Government grants awarded to food distributors during the pandemic have helped drive the largest annual increase in surplus food redistribution in six years, WRAP has revealed.
A report published this morning by the waste charity reveals the equivalent of 220 million meals worth of food was prevented from going to waste in 2020, after nearly £12m of public funds was channelled into redistribution organisations to help tackle the surge in surplus food that resulted from the supply chain disruptions caused by the coronavirus pandemic.
Overall, 92,000 tonnes of food worth £280m was saved from going to waste over the course of last year, according to the figures, marking a three-fold increase on levels seen when records began in 2015, according to WRAP.

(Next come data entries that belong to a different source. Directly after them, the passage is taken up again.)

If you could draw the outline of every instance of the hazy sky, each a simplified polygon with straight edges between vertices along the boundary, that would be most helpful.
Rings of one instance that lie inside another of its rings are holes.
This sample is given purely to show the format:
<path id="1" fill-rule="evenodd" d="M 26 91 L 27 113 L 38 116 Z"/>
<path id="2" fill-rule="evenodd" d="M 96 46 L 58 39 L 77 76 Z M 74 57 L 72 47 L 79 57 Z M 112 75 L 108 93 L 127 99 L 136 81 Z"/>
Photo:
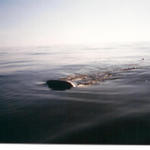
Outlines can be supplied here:
<path id="1" fill-rule="evenodd" d="M 150 40 L 150 0 L 0 0 L 0 46 Z"/>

WRAP CEO Marcus Gover welcomed the “strong figures”, but noted that more work needed to be done to prevent surplus food from being thrown away and crack down on food waste in the first place.

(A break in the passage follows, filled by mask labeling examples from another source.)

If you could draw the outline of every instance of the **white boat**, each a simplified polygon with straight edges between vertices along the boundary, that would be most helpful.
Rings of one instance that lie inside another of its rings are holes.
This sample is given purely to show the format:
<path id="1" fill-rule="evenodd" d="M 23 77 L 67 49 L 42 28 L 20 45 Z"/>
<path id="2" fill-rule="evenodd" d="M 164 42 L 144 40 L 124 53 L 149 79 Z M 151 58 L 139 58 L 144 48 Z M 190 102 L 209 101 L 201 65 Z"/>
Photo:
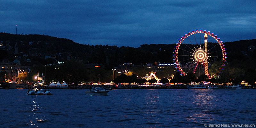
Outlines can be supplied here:
<path id="1" fill-rule="evenodd" d="M 36 91 L 36 90 L 37 91 Z M 36 88 L 29 89 L 27 93 L 28 95 L 52 95 L 53 94 L 51 92 L 49 91 L 45 90 L 43 90 L 43 89 L 38 89 Z"/>
<path id="2" fill-rule="evenodd" d="M 52 93 L 52 92 L 50 92 L 49 89 L 46 90 L 44 90 L 44 95 L 53 95 L 53 94 Z"/>
<path id="3" fill-rule="evenodd" d="M 219 87 L 217 85 L 213 85 L 213 86 L 211 86 L 209 85 L 208 86 L 207 89 L 213 89 L 215 88 L 218 88 Z"/>
<path id="4" fill-rule="evenodd" d="M 27 92 L 27 94 L 28 95 L 36 95 L 36 92 L 33 91 L 33 90 L 30 90 L 28 92 Z"/>
<path id="5" fill-rule="evenodd" d="M 213 90 L 235 90 L 236 88 L 233 87 L 222 87 L 220 88 L 214 88 L 212 89 Z"/>
<path id="6" fill-rule="evenodd" d="M 88 95 L 107 95 L 109 90 L 106 90 L 102 87 L 92 87 L 89 91 L 85 92 L 85 94 Z"/>
<path id="7" fill-rule="evenodd" d="M 233 85 L 232 87 L 236 88 L 236 89 L 242 89 L 242 86 L 241 85 Z"/>
<path id="8" fill-rule="evenodd" d="M 205 89 L 207 85 L 203 84 L 187 85 L 188 89 Z"/>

“We know there is the potential to more than double the amount of food redistributed so while I welcome these figures, I would ask all of those involved redouble their efforts and make full use of WRAP’s resources and support,” he said. “While redistribution is an important tool, it is not the answer to food waste. Priority must be given to reducing surplus and waste in the first place. This is critical for business efficiency and essential if we are to achieve our environmental objectives.”
WRAP said almost £7m had been awarded in 2020 to redistribution organisations in England on behalf of the Department for Environment, Food and Rural Affairs (Defra) through two government grant schemes. These were the Covid-19 Emergency Surplus Food Grant, a scheme that was fast tracked in April 2020 to help food distributors manage the sudden rise in the volume of surplus food as supply chains adapted to the first lockdown, and the Resource Action Fund, a scheme managed by WRAP to support key government food policy areas.
Overall, Defra awarded nearly £12m to roughly 250 food projects in 2020, the NGO said, noting that it had clinched additional funding and donations from devolved governments and businesses.
WRAP estimated the grant funding from the government enabled more than 50 per cent of the increase in food redistributed in 2020. Meanwhile, roughly 38 per cent of the increase in redistribution seen last year was linked to the increase in surplus food, it said.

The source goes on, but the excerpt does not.